Uhrenkosmos: Das stimmt. Wir sind schon gespannt, was als Nächstes kommt und sagen vielen Dank für das interessante Gespräch.


Niels Eggerding CEO Frederique Constant und Alpina
Niels Eggerding, Jahrgang 1978, studierte Business Administration an der Eindhoven University und sammelte erste Erfahrungen bei einem niederländischen Uhrendistributor. Es folgten elf Jahre in verschiedenen Brand Management-Positionen der Schweizer Uhrenindustrie, darunter bei der Swatch Group für die Marken Certina und Longines.
2011 lernte er Peter Stas, den Gründer von Frederique Constant, auf der Baselworld kennen. 2012 trat er als Adjunct Commercial Director ein und wurde 2014 zum Vice President of Sales befördert.

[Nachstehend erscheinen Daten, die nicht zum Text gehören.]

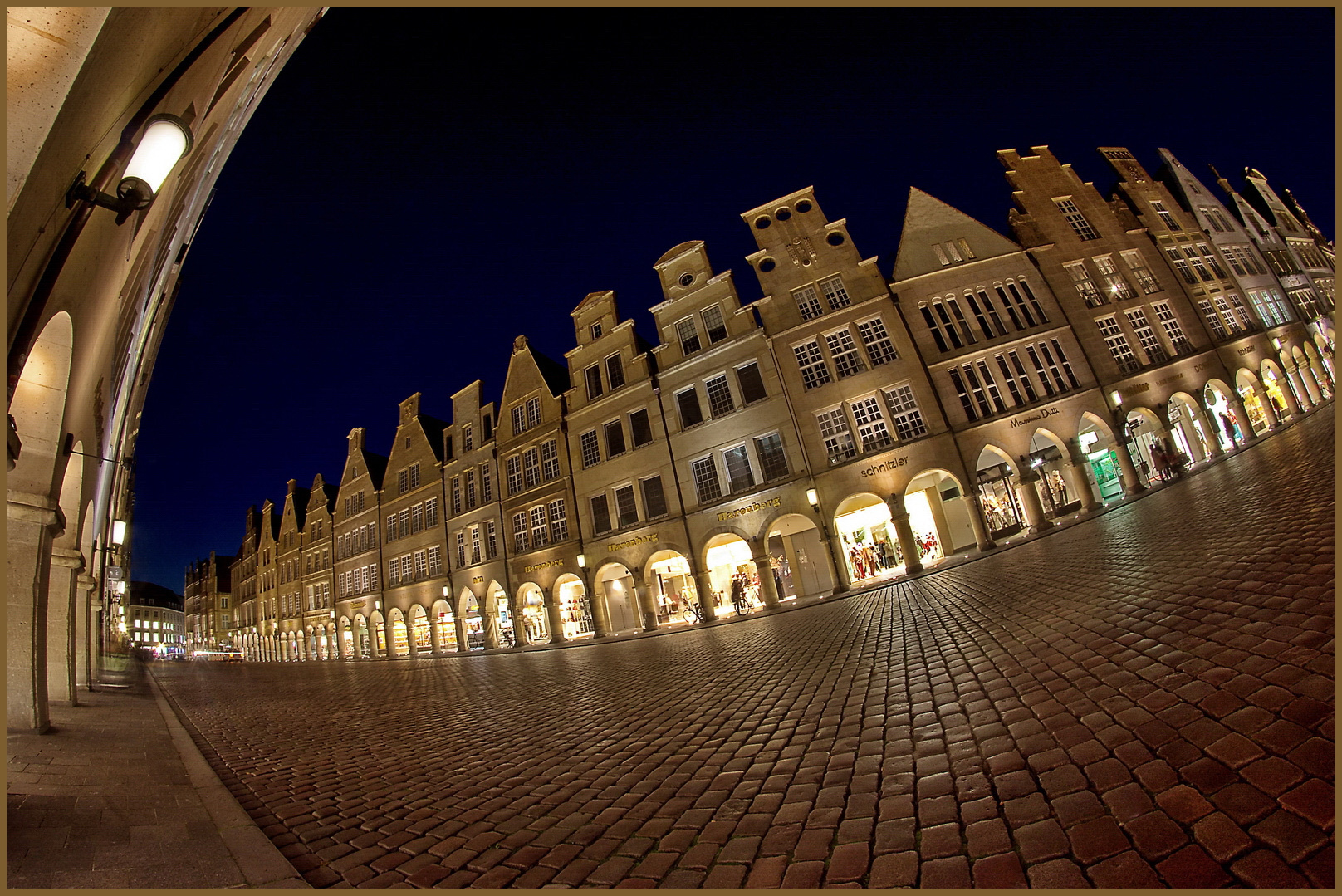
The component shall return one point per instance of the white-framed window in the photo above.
(904, 412)
(1117, 342)
(706, 479)
(540, 526)
(871, 424)
(845, 353)
(838, 439)
(1145, 335)
(713, 324)
(1085, 285)
(812, 364)
(808, 302)
(878, 344)
(688, 335)
(773, 460)
(740, 477)
(719, 396)
(590, 447)
(1075, 219)
(835, 292)
(520, 531)
(559, 521)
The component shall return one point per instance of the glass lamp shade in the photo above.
(167, 139)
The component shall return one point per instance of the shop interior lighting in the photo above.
(165, 141)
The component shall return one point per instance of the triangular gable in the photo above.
(928, 223)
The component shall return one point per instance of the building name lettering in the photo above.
(545, 565)
(889, 464)
(749, 508)
(1043, 412)
(640, 540)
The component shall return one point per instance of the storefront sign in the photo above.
(884, 467)
(1043, 414)
(640, 540)
(751, 508)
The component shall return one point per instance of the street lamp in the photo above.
(165, 141)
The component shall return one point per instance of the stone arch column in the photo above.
(66, 564)
(705, 584)
(768, 588)
(904, 533)
(1024, 483)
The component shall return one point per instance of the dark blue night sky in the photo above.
(422, 185)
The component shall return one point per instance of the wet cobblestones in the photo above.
(1145, 699)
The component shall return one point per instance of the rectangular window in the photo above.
(688, 335)
(614, 439)
(835, 294)
(738, 468)
(1117, 344)
(1143, 274)
(904, 414)
(531, 467)
(614, 372)
(1075, 219)
(625, 507)
(1085, 286)
(834, 431)
(706, 479)
(520, 531)
(594, 381)
(751, 383)
(654, 499)
(713, 324)
(773, 462)
(1146, 335)
(549, 460)
(688, 404)
(600, 516)
(877, 340)
(1115, 287)
(719, 396)
(559, 521)
(640, 431)
(845, 353)
(812, 364)
(540, 526)
(871, 424)
(808, 302)
(590, 448)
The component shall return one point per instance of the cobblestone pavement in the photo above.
(1143, 700)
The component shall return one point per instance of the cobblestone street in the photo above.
(1141, 700)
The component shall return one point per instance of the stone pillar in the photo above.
(643, 595)
(904, 533)
(61, 625)
(555, 614)
(1242, 418)
(34, 521)
(705, 582)
(768, 588)
(1024, 484)
(85, 588)
(982, 540)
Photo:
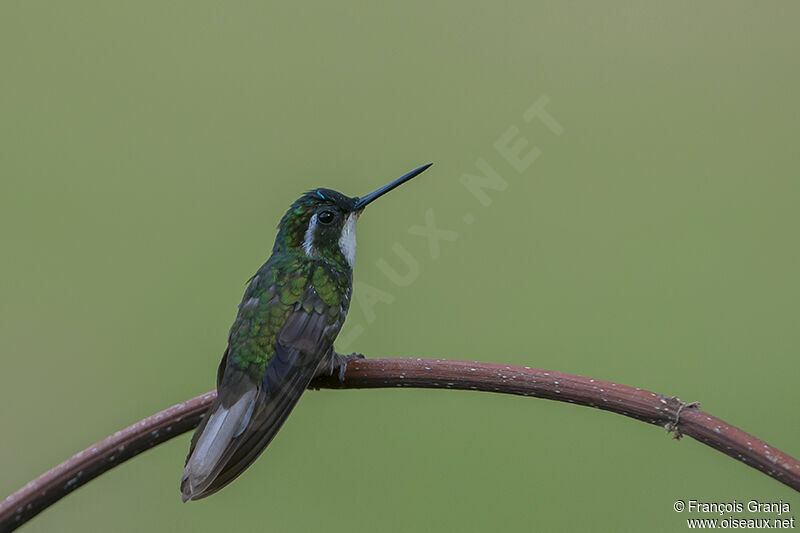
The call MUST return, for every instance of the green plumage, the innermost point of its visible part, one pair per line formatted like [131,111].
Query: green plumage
[290,314]
[278,288]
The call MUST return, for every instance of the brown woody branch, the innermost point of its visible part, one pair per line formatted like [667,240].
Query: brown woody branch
[669,412]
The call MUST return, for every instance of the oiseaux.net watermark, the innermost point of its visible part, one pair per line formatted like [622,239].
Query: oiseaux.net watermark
[752,514]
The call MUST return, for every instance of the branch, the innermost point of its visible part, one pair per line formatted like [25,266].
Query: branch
[669,412]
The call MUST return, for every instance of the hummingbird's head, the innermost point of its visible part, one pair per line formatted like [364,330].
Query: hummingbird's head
[322,222]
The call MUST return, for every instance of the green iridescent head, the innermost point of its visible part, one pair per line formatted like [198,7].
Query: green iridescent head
[322,222]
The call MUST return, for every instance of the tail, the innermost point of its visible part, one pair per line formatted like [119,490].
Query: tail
[214,442]
[241,425]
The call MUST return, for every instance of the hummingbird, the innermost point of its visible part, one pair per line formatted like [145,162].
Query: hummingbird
[291,312]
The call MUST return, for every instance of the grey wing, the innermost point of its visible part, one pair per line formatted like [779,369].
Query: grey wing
[304,343]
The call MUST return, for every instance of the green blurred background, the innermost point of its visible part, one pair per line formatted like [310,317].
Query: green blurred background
[148,149]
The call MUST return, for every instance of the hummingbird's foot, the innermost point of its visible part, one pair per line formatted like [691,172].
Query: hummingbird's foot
[340,361]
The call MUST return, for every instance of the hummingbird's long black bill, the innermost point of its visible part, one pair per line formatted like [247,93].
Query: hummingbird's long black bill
[362,202]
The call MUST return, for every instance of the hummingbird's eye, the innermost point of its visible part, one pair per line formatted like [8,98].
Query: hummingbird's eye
[325,217]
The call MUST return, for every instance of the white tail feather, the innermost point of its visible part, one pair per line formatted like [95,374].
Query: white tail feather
[223,426]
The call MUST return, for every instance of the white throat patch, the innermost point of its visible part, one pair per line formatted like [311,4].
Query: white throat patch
[308,241]
[347,241]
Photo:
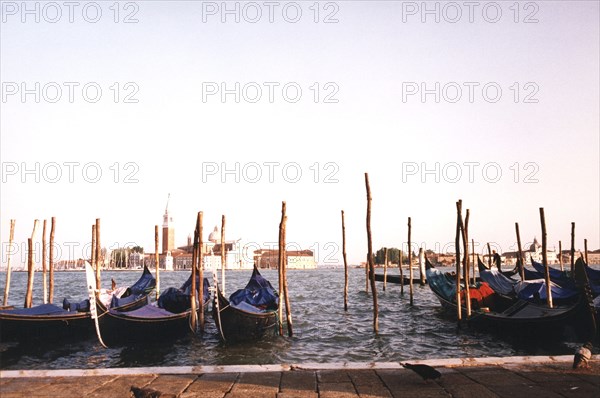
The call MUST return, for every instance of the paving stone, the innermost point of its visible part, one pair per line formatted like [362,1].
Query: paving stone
[529,391]
[469,390]
[332,376]
[344,389]
[496,377]
[121,386]
[213,382]
[364,377]
[299,381]
[297,394]
[172,384]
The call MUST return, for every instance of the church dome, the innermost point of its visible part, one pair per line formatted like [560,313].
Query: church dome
[215,236]
[535,245]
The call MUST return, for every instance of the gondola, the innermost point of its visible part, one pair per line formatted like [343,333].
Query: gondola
[249,314]
[522,318]
[528,290]
[50,322]
[168,317]
[396,279]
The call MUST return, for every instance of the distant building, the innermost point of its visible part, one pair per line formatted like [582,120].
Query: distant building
[296,259]
[534,252]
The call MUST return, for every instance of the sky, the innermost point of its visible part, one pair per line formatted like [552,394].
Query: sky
[233,107]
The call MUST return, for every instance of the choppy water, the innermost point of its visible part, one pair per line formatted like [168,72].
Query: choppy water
[323,332]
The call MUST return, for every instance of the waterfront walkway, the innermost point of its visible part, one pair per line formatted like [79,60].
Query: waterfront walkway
[531,377]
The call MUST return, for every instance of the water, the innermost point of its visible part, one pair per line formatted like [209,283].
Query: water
[323,332]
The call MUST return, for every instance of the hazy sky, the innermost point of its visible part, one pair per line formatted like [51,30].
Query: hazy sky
[494,103]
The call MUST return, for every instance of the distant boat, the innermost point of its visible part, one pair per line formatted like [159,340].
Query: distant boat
[250,313]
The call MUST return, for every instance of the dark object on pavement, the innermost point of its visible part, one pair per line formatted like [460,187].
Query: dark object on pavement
[582,356]
[138,392]
[425,371]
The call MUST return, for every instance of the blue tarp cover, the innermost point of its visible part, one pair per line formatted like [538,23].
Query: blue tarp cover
[258,294]
[44,309]
[178,300]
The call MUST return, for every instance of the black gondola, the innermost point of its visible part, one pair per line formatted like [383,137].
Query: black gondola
[522,318]
[71,321]
[169,317]
[250,313]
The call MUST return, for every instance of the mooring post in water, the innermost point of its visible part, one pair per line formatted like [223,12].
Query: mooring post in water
[200,262]
[370,257]
[384,268]
[288,308]
[280,260]
[29,294]
[465,236]
[410,270]
[345,263]
[400,260]
[157,261]
[572,247]
[562,268]
[545,258]
[473,278]
[194,314]
[97,250]
[30,268]
[520,255]
[44,264]
[93,256]
[223,254]
[421,266]
[51,261]
[457,246]
[11,236]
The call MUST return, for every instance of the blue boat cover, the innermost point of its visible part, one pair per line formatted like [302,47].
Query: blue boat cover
[144,285]
[43,309]
[527,290]
[563,278]
[439,282]
[178,300]
[147,311]
[257,296]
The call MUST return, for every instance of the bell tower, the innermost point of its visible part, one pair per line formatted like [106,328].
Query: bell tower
[168,230]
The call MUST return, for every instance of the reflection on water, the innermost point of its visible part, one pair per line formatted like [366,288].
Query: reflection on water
[323,332]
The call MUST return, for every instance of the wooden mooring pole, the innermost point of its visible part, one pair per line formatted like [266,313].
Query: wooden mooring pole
[11,236]
[157,261]
[410,270]
[400,260]
[288,308]
[457,249]
[520,258]
[464,232]
[345,263]
[44,264]
[572,247]
[193,295]
[370,257]
[98,253]
[545,258]
[562,268]
[223,254]
[384,268]
[200,263]
[51,261]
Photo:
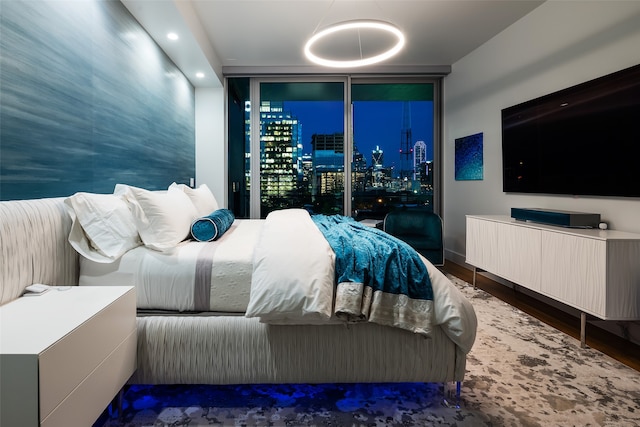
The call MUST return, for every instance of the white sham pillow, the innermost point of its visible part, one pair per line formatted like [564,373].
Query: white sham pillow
[163,218]
[201,197]
[103,227]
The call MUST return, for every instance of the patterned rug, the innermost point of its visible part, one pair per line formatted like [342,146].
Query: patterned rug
[520,372]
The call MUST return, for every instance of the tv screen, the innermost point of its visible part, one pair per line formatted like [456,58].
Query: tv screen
[583,140]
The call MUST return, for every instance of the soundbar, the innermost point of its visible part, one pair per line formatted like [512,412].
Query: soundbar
[555,217]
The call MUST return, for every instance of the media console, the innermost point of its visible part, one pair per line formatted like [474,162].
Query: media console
[594,271]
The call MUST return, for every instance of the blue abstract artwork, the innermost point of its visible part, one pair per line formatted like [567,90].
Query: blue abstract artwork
[468,158]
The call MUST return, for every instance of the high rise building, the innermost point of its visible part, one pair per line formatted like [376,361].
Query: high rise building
[419,157]
[328,163]
[280,138]
[377,166]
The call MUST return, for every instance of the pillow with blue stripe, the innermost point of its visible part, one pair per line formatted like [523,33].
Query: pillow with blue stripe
[212,226]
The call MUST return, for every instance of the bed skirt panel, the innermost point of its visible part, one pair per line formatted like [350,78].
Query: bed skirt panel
[238,350]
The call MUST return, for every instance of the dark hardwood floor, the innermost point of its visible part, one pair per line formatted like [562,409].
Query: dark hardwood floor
[597,338]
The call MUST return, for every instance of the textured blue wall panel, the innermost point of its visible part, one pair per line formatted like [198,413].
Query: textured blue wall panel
[88,100]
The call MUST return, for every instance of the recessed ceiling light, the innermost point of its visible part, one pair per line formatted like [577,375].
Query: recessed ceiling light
[355,25]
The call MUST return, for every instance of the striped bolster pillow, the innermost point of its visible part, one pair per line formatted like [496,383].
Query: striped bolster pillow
[212,226]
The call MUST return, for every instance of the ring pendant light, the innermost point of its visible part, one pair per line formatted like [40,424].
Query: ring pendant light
[355,25]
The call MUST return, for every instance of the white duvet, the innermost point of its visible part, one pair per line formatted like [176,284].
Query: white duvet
[294,279]
[196,276]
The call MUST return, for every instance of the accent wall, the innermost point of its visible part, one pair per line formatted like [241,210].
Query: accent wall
[88,100]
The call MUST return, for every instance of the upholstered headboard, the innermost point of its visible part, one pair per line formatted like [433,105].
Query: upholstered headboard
[34,246]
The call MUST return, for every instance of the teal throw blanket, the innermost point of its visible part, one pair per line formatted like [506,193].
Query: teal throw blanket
[374,258]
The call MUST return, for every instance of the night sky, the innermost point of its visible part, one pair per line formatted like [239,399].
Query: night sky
[376,123]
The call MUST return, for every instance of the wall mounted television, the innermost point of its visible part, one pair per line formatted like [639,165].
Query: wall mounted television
[583,140]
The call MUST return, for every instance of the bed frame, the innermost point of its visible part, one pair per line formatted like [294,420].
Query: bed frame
[226,349]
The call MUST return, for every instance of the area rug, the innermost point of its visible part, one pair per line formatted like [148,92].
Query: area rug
[520,372]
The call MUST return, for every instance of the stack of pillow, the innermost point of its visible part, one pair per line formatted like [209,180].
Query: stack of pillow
[106,226]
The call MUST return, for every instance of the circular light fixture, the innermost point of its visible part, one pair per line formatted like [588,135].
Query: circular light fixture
[355,25]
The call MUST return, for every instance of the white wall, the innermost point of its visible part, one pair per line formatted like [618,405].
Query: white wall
[557,45]
[211,157]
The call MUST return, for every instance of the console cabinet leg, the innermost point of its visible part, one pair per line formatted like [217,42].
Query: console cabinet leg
[583,329]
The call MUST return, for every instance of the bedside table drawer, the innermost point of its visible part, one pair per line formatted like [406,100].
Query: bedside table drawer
[72,359]
[64,355]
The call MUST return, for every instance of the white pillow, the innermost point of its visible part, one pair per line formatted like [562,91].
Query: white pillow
[201,197]
[163,219]
[103,227]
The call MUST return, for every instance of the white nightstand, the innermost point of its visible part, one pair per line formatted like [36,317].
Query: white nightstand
[65,354]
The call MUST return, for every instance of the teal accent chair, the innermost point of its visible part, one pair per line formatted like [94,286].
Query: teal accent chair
[421,229]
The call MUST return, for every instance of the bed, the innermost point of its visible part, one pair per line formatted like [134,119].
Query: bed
[198,322]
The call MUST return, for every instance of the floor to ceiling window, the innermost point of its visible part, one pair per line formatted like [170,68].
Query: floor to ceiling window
[335,145]
[393,149]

Am 1. Februar 2018 übernahm Eggerding die Position als Managing Director und CEO.
Als CEO verantwortet er beide Marken – Frederique Constant und Alpina Watches – und führt ein 150-köpfiges Team. Sein größter Erfolg: die 2019 lancierte Highlife Collection, die 2022 bereits 40% des Geschäfts ausmachte. Sein Führungsstil zeichnet sich durch flache Hierarchien und eine offene Tür-Politik aus.